The collection’s best-known book, “Our Crowd” follows nineteenth-century German immigrants with recognizable names like Loeb, Sachs, Lehman, Guggenheim, and Goldman. Turning small family businesses into institutions of finance, banking, and philanthropy, they elevated themselves from Lower East Side tenements to Park Avenue mansions. Barred from New York’s gentile elite because of their religion and humble backgrounds, they created their own exclusive group, as affluent and selective as the one that had refused them entry.
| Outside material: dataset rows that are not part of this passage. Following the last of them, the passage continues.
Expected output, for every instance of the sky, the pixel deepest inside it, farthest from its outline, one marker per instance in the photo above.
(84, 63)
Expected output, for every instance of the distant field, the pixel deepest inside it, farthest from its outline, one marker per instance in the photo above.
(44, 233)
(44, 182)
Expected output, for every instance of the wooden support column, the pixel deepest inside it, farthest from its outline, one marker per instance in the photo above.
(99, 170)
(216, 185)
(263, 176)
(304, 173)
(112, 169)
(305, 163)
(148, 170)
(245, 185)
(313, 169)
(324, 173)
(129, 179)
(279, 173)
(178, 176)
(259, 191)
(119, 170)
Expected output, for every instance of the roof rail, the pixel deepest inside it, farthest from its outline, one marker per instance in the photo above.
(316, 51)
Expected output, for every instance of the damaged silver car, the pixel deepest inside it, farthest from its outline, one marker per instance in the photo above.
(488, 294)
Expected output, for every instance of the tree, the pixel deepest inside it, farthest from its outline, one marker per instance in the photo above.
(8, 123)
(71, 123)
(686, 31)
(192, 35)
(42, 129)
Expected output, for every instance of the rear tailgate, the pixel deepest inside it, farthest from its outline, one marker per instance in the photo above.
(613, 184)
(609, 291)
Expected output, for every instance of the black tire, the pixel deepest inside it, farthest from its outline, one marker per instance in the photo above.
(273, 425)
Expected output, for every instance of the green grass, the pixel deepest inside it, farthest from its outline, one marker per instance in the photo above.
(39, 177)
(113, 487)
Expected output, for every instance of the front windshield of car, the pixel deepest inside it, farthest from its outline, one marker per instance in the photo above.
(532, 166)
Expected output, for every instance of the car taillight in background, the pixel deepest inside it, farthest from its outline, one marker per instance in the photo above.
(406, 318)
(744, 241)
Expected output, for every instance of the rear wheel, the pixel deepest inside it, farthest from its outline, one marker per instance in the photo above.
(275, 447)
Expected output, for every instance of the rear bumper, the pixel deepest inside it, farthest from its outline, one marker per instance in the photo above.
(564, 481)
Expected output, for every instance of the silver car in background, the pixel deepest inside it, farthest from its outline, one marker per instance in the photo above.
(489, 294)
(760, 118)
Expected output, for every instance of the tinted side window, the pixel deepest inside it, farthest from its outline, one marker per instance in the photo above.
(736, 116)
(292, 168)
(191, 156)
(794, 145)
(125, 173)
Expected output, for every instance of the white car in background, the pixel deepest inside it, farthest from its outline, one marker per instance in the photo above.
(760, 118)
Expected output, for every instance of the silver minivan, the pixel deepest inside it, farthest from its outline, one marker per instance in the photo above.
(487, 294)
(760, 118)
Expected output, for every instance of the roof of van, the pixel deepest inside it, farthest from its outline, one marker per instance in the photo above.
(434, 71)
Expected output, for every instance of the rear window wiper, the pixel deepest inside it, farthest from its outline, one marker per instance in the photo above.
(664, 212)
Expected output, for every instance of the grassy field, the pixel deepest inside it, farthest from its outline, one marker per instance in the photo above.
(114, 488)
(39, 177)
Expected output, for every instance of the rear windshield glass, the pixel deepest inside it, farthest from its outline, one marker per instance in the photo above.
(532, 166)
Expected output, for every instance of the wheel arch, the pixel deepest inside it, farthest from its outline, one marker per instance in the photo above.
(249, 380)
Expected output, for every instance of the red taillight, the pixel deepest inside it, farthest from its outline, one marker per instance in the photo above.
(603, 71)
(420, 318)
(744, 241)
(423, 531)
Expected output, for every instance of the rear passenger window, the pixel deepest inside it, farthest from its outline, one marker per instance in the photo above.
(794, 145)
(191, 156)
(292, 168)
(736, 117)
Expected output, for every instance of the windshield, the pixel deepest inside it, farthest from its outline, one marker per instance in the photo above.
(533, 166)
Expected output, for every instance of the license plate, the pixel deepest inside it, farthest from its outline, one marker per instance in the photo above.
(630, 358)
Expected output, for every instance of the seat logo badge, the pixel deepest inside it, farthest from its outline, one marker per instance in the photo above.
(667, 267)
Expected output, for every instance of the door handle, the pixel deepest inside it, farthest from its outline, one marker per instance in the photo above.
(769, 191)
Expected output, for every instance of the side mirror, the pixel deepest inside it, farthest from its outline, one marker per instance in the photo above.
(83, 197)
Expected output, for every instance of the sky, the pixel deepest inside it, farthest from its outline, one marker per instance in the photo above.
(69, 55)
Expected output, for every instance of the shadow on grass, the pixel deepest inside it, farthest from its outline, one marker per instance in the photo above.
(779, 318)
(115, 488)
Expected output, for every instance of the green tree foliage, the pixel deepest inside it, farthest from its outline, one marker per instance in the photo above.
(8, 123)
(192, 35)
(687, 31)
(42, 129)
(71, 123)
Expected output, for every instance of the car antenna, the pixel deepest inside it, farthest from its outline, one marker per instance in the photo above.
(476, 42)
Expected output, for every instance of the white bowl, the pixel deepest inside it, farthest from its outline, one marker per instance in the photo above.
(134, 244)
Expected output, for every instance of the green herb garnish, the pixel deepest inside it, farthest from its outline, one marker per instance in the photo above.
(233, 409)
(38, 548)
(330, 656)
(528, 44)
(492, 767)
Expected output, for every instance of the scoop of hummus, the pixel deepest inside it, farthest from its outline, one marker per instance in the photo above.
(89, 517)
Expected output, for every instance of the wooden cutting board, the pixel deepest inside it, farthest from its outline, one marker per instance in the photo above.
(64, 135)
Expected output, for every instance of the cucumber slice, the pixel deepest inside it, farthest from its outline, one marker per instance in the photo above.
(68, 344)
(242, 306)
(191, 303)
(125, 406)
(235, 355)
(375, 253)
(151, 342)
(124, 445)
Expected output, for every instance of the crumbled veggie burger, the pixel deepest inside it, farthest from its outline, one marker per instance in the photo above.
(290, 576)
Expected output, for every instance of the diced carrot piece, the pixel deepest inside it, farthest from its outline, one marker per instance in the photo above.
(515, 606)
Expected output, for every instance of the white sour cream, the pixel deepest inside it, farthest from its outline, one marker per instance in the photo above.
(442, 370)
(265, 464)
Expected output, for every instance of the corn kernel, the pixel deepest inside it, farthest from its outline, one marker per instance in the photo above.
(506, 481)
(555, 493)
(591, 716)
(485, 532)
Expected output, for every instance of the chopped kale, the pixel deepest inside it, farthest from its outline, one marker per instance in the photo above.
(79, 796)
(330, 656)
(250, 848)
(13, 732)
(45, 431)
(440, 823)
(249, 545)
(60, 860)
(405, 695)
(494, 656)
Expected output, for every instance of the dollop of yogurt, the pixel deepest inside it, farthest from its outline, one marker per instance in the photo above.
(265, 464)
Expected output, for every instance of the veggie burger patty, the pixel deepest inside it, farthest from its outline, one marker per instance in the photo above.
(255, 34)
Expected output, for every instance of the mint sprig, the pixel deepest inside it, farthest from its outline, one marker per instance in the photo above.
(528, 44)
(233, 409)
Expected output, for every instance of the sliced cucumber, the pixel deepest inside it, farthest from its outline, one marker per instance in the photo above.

The Grandees travels farther back in history to 1654, when twenty-three Sephardic Jews arrived in New York. Members of this small and insulated group—considered the first Jewish community in America—soon established themselves as wealthy businessmen and financiers. With descendants including poet Emma Lazarus, Barnard College founder Annie Nathan Meyer, and Supreme Court Justice Benjamin N. Cardozo, these families were—and still are—hugely influential in the nation’s culture, politics, and economics.
In “The Rest of Us,” Birmingham documents the third major wave of Jewish immigration: Eastern Europeans who swept through Ellis Island between 1880 and 1924. These refugees from czarist Russia and Polish shtetls were considered barbaric, uneducated, and too steeped in the traditions of the “old country” to be accepted by the well-established German American Jews. But the new arrivals were tough, passionate, and determined. Their incredible rags to riches stories include those of the lives of Hollywood tycoon Samuel Goldwyn, Broadway composer Irving Berlin, makeup mogul Helena Rubenstein, and mobster Meyer Lansky.
This unforgettable collection comprises a comprehensive account of the Jewish American upper class, their opulent world, and their lasting mark on American society.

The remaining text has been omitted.